Fällt die Formel 1 einem Super-Taifun zum Opfer?

Ruhiges Wetter am Wochenende in Deutschland. Dagegen ein Taifun der Superlative direkt vor Japans Haustüre. Das bekannte Formel 1- Rennen in Suzuka ist gefährdert. Der Taifun bringt Böen bis 200 km/h.

Johannes Habermehl Johannes Habermehl 09 Okt 2019 - 11:02 UTC
Taifun Hagibis
Taifun Hagibis zieht nach Japan und gefährdet dort am Wochenende das Formel1- Rennen in Suzuka.
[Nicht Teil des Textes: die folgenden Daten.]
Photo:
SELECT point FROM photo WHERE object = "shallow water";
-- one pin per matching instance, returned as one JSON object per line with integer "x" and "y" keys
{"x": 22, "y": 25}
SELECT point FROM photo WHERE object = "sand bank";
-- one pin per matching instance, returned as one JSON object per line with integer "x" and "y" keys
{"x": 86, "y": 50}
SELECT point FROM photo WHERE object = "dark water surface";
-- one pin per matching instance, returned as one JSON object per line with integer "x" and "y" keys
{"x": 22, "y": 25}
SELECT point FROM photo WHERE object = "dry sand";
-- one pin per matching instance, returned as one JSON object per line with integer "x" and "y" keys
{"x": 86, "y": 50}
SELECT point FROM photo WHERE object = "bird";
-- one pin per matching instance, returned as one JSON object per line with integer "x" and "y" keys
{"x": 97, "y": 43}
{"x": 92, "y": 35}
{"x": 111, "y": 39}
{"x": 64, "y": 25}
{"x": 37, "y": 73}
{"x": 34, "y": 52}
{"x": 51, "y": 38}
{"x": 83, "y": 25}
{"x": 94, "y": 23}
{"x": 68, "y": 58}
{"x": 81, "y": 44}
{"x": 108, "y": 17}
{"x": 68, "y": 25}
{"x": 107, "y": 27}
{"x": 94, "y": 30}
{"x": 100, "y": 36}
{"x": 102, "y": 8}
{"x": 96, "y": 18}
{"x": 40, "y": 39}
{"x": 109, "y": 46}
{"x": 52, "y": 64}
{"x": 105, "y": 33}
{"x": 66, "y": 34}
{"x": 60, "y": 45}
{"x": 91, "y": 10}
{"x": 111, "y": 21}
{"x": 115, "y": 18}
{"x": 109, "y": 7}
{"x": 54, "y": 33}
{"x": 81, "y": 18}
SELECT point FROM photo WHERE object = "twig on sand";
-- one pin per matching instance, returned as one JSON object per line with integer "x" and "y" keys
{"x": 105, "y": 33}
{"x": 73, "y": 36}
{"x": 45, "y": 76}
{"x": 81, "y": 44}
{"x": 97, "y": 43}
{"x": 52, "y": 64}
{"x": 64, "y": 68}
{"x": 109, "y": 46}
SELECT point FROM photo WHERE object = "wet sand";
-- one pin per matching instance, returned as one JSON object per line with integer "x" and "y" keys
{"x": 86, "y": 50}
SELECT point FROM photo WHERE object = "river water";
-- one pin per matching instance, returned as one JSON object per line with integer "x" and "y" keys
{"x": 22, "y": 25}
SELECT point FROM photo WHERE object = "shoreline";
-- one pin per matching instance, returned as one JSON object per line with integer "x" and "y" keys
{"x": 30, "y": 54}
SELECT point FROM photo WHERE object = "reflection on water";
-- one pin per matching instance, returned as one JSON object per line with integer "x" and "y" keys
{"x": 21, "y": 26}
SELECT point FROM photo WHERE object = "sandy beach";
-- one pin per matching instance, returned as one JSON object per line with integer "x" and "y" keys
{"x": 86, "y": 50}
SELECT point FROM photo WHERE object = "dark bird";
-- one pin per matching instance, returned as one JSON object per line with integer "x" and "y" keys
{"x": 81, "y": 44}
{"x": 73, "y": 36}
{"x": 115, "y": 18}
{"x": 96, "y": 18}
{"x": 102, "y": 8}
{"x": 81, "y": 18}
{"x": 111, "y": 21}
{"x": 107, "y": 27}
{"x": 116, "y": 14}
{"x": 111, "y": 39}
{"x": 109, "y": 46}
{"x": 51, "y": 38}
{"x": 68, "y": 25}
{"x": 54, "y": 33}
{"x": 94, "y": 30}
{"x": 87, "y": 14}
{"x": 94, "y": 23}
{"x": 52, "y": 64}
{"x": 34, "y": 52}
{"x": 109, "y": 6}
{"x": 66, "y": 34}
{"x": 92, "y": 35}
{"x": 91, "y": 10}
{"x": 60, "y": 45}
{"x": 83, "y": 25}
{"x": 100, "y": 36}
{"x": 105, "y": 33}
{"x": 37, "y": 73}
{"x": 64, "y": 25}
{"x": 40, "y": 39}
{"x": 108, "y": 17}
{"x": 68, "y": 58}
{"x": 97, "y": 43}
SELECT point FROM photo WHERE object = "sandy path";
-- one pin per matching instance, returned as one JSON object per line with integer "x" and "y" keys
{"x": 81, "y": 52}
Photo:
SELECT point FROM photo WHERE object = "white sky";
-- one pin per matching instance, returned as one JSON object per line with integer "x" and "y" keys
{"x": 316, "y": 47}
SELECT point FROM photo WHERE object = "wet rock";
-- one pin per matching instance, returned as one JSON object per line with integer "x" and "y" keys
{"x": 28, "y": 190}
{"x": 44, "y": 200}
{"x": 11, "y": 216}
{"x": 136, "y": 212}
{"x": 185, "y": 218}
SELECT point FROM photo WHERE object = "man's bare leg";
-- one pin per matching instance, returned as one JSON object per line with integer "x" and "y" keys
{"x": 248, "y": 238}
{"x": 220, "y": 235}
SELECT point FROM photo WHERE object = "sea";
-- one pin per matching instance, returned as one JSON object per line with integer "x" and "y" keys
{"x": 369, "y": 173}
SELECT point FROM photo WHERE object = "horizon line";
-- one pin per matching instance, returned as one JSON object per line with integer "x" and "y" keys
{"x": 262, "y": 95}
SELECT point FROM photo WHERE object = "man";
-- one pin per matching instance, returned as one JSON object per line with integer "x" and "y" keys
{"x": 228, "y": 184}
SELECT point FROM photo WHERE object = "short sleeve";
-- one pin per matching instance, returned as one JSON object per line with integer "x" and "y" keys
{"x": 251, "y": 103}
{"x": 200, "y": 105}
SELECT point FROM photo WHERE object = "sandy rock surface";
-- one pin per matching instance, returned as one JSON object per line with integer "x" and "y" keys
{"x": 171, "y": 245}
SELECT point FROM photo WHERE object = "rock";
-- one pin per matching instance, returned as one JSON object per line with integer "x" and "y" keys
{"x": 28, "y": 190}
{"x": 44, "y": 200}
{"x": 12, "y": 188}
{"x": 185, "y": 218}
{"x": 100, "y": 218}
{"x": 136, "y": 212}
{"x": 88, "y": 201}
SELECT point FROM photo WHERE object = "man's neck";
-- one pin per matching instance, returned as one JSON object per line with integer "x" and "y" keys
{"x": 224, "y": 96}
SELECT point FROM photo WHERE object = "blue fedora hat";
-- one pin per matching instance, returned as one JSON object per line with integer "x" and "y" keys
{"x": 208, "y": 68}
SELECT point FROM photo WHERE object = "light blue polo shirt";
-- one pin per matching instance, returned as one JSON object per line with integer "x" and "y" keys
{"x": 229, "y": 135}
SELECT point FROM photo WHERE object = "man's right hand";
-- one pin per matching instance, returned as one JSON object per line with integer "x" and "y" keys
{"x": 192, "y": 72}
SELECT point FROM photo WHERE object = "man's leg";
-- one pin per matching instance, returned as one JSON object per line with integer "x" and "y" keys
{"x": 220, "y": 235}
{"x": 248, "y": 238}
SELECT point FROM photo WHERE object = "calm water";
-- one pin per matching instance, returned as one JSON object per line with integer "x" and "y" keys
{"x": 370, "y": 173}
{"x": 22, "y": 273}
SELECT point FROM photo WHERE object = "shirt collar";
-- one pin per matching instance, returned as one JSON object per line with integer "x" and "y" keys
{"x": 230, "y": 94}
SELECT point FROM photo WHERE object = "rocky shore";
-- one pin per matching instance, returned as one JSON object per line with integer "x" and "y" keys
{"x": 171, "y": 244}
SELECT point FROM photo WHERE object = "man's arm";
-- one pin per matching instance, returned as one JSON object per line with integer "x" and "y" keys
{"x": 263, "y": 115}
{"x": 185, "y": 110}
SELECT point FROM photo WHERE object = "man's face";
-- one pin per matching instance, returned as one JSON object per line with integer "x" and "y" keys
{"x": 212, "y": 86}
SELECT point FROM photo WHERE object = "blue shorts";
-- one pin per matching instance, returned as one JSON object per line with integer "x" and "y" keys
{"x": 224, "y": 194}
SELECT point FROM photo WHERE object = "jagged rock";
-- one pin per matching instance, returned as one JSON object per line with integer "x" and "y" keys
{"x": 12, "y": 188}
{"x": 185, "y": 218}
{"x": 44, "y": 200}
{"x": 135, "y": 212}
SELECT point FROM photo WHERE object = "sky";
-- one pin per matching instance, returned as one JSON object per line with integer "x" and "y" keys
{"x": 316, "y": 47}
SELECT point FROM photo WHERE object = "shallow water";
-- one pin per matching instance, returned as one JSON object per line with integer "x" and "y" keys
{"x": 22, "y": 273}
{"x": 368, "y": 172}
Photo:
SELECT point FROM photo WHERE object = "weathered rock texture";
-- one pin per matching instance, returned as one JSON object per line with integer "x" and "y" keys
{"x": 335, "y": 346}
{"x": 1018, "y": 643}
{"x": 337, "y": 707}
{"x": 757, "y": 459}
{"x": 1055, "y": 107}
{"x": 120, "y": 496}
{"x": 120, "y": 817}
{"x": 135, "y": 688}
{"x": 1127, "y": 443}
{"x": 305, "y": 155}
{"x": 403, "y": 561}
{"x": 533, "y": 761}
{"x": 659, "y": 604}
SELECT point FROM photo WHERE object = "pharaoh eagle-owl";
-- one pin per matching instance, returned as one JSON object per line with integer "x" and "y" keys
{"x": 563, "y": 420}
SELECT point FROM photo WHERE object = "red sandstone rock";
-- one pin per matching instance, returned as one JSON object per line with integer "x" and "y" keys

Die vergangenen Tage haben wir oft über Hurrikans gesprochen. So heißen diese Wirbelstürme auf dem Atlantik. Auf dem Pazifik nennt man das ganze Taifun und Zyklon heißt es übrigens im Indischen Ozean. Nun zieht eben so ein extrem große Taifun Richtung Südjapan. Er trägt den Namen Hagibis. Und er hat es in sich. Derzeit ist es noch weit weg von Japan und hat Spitzenböen bis zu 300 km/h.

In den kommenden Tagen zieht er weiter Richtung Süd-Japan. Und genau dort findet an diesem Wochenende Das Formel 1- Rennen statt. Das könnte sehr gefährlich werden, denn der Sturm kommt dort am Samstag mit voller Wucht an, also mitten in den Vorbereitungen und den Trainingsrunden und das ist natürlich sehr gefährlich. Die Böen könnten nach den aktuellen Berechnungen bis zu 200 km/h betragen und das beim Landgang.

Rennen in Suzuka ist massiv gefährdet

Landgang bedeutet, dass der Taifun mit seinem Windfeld auf Land trifft, in diesem Fall auf Japan. Dabei schwächt er sich etwas ab. Das kommt durch die Reibung mit der Landfläche zustande. Allerdings bleibt sein Zentrum, auch Auge genannt, die ganze Zeit auf dem Pazifik. Daher schwächt er sich nicht allzu stark ab und bleibt weiter gefährlich.

Taifun mit Starkregen
Der Taifun Hagibis bringt heftigen Regen und dadurch drohen Überflutungen.

Ein Problem sind auch die immensen Regenmengen. Da können binnen weniger Stunden bis zu 400 mm Niederschlag vom Himmel kommen. Das führt entsprechend zu Überflutungen und Schäden an der Infrastruktur. Schon allein aus diesen Gründen sollte man überdenken, ob man das Rennen nicht doch besser absagen sollte.

Goldener Oktober in Deutschland

Bei uns in Deutschland wird es dagegen richtig schön werden. Das Hoch Lisbeth streckt seine Fühler besonders in den Süden und auch in die Mitte von Deutschland aus. Daher wird es hier am Samstag und auch am Sonntag recht sonnig und trocken sein. Die Höchstwerte erreichen dabei bis zu 26 Grad. Das sind die absoluten Höchstwerte. Bei 25 Grad spricht man sogar noch einmal von einem Sommertage.

Rund um die See wird es allerdings eher leicht wechselhaft bleiben. Dort sind Tiefs unterwegs und die bringen stellenweise dichte Wolken, aber auch mal Regen. Mit Werten um 15 Grad bleibt es hier kühler. Sonst kann man das Wochenende für Outdoor-Aktivitäten nutzen.